WONOSOBO, suaralama.id – Al Qur’an dengan ukuran kecil sudah biasa, namun di tangan Hayatuddin, kitab suci umat Islam ini disulap dengan ukuran raksasa. Sudah lebih dari sepuluh Al quran raksasa ia tuliskan. Kini karyanya sudah tersebar ke berbagai daerah bahkan sampai ke Brunei Darussalam.
Pembuatan Al- Qur’an dengan ukuran besar ini dimulai Hayatuddin sejak tahun 1991. Dia diperintah oleh KH Muntaha Al-Hafidz, yang merupakan ulama kharismatik asli Wonosobo.
Al quran akbar ini terinspirasi dari karya serupa yang dibuat oleh kakek dari KH Muntaha kala melaksanakan ibadah haji.
Hayatuddin menjelaskan usai Al Qur’an tersebut ditulis, disimpan di sebuah padepokan di Kalibeber. “Saat Belanda menyerang Kalibeber, KH Asyari (putra KH Abdurrahman) mengungsi ke daerah Dhero Dhuwur.
Usai gempuran tersebut, Al-Qur’an besar ini hilang, diperkirakan dibakar Belanda,” beber Hayatuddin saat ditemui di Masjid Baitul Qur’an KH. Muntaha Al Hafidz, Rabu (6/4/2022).
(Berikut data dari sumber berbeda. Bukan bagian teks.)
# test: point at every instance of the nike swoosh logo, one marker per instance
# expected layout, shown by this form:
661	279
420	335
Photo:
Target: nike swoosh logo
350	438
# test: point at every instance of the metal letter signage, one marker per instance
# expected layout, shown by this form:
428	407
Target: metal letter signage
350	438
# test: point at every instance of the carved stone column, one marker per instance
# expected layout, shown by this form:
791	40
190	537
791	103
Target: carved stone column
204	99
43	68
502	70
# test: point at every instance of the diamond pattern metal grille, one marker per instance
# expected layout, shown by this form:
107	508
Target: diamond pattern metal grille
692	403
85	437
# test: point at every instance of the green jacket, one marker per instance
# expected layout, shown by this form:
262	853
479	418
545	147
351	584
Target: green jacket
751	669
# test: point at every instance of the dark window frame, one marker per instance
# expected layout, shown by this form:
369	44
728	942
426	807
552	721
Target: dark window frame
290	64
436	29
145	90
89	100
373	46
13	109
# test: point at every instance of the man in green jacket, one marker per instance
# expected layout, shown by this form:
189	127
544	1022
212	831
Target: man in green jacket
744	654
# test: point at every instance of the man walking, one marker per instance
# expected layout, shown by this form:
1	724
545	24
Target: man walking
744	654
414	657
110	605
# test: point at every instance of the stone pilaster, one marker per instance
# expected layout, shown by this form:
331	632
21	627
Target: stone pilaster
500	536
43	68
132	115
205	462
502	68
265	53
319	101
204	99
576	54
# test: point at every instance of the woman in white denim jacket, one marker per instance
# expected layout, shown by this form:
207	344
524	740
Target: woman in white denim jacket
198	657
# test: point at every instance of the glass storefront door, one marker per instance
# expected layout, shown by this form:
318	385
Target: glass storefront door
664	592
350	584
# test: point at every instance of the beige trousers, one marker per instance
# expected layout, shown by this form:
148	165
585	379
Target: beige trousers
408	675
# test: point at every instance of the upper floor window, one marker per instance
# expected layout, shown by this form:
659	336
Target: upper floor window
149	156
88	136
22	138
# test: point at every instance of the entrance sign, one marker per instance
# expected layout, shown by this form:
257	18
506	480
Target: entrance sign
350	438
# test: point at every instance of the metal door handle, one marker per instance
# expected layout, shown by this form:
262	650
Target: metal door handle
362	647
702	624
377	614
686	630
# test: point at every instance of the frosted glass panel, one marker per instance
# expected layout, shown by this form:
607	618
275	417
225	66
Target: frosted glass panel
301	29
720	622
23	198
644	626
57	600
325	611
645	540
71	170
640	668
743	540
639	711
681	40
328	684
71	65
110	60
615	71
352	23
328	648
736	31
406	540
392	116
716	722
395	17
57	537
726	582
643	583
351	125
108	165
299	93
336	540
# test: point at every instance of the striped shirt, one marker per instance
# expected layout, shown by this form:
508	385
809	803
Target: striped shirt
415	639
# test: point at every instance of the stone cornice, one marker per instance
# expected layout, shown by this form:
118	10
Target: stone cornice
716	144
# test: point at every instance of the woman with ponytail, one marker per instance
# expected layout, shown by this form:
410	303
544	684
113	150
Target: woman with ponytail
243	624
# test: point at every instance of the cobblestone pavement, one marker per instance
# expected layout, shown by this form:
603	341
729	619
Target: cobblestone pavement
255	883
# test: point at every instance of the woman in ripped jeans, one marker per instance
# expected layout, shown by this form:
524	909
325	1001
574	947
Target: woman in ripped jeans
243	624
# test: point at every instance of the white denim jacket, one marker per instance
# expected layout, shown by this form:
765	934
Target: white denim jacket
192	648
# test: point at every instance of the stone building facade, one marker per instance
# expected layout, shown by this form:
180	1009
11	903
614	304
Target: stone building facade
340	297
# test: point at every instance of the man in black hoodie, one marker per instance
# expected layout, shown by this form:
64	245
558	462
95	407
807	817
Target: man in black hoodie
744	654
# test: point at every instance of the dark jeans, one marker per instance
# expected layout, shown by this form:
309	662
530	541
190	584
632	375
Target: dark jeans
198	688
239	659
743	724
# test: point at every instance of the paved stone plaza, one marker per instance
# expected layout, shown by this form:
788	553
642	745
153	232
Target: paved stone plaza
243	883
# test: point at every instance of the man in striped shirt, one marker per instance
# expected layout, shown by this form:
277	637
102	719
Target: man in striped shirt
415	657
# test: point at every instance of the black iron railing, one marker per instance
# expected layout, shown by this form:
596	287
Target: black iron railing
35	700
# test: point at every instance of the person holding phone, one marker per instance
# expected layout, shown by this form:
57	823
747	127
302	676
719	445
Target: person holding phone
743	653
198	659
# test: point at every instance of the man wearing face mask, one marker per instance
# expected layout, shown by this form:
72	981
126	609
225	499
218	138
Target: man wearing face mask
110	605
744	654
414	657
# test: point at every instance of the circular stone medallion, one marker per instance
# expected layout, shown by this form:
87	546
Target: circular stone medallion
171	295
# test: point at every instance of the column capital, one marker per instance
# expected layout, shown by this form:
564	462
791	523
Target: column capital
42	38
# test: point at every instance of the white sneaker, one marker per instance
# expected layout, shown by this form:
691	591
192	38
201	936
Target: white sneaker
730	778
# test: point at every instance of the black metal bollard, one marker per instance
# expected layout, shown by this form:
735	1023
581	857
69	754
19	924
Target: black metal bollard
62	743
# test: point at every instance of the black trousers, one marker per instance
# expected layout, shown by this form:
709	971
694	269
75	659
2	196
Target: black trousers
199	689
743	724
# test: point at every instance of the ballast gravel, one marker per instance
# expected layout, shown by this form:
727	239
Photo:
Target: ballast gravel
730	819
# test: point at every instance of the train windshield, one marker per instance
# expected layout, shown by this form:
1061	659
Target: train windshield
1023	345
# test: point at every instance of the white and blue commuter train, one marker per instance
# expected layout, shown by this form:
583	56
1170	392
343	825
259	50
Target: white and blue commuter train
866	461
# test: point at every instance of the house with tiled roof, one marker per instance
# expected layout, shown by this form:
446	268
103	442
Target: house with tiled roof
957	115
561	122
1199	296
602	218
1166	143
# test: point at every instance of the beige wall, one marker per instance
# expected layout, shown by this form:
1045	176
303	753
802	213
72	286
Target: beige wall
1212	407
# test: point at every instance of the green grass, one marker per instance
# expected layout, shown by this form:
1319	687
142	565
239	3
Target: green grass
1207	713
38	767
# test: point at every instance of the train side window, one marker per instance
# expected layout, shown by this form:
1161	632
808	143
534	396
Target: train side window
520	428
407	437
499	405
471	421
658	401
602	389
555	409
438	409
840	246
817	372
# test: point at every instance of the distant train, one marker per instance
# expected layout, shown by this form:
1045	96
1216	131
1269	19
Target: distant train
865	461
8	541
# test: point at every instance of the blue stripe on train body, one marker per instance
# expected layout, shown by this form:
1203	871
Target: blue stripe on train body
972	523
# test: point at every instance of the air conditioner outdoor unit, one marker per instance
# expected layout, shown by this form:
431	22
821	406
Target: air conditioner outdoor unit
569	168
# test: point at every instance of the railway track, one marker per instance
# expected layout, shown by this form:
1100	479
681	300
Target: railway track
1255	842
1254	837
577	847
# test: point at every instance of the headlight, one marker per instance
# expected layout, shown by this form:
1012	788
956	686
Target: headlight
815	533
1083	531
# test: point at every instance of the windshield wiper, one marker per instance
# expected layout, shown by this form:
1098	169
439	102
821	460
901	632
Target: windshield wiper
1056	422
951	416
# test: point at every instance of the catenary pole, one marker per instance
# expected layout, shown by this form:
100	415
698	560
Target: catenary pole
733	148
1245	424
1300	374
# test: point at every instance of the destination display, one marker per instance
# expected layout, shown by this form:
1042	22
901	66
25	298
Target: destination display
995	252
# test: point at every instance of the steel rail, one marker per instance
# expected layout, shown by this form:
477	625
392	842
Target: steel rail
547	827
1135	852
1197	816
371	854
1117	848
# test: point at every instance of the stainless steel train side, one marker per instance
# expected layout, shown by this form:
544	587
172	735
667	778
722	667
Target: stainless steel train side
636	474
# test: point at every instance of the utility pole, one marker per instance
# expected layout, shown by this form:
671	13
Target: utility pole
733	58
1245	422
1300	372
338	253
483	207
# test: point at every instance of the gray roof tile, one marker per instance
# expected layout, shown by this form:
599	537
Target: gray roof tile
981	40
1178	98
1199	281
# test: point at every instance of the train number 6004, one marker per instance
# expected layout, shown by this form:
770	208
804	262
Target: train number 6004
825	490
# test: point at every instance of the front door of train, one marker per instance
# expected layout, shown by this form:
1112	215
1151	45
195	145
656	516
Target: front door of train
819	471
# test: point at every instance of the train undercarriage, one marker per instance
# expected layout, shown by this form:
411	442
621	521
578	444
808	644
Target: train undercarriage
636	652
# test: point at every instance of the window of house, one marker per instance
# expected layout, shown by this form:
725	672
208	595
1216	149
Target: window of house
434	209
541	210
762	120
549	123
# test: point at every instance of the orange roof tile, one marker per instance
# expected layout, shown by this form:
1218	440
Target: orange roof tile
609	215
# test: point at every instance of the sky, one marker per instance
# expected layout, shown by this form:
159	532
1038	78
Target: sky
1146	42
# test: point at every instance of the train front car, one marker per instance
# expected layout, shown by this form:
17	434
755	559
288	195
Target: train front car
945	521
KH Muntaha atau yang lebih dikenal dengan Mbah Mun, lanjut Hayatuddin, ingin meneruskan karya kakeknya. Bukan sekedar membuat maha karya saja, melainkan lebih dari itu, yakni sebagai simbol untuk mengagungkan dan membesarkan alquran.
“Al-Qur’an tidak hanya dibaca saja, tapi disyiarkan juga. Sehingga bisa dinikmati, dibaca dan diamalkan oleh ummat islam di seluruh dunia,” tutur pria yang juga seorang dosen Kaligrafi dan Ilmu Tajwid di UNSIQ Wonosobo.
Hayattudin menjelaskan ada tiga ukuran alquran bikinannya, mulai dari yang paling kecil yakni 1 meter x 75 centimeter. Ukuran sedang 1,5 meter x 1 meter, sedangkan yang paling besar 2 meter x 1,5 meter.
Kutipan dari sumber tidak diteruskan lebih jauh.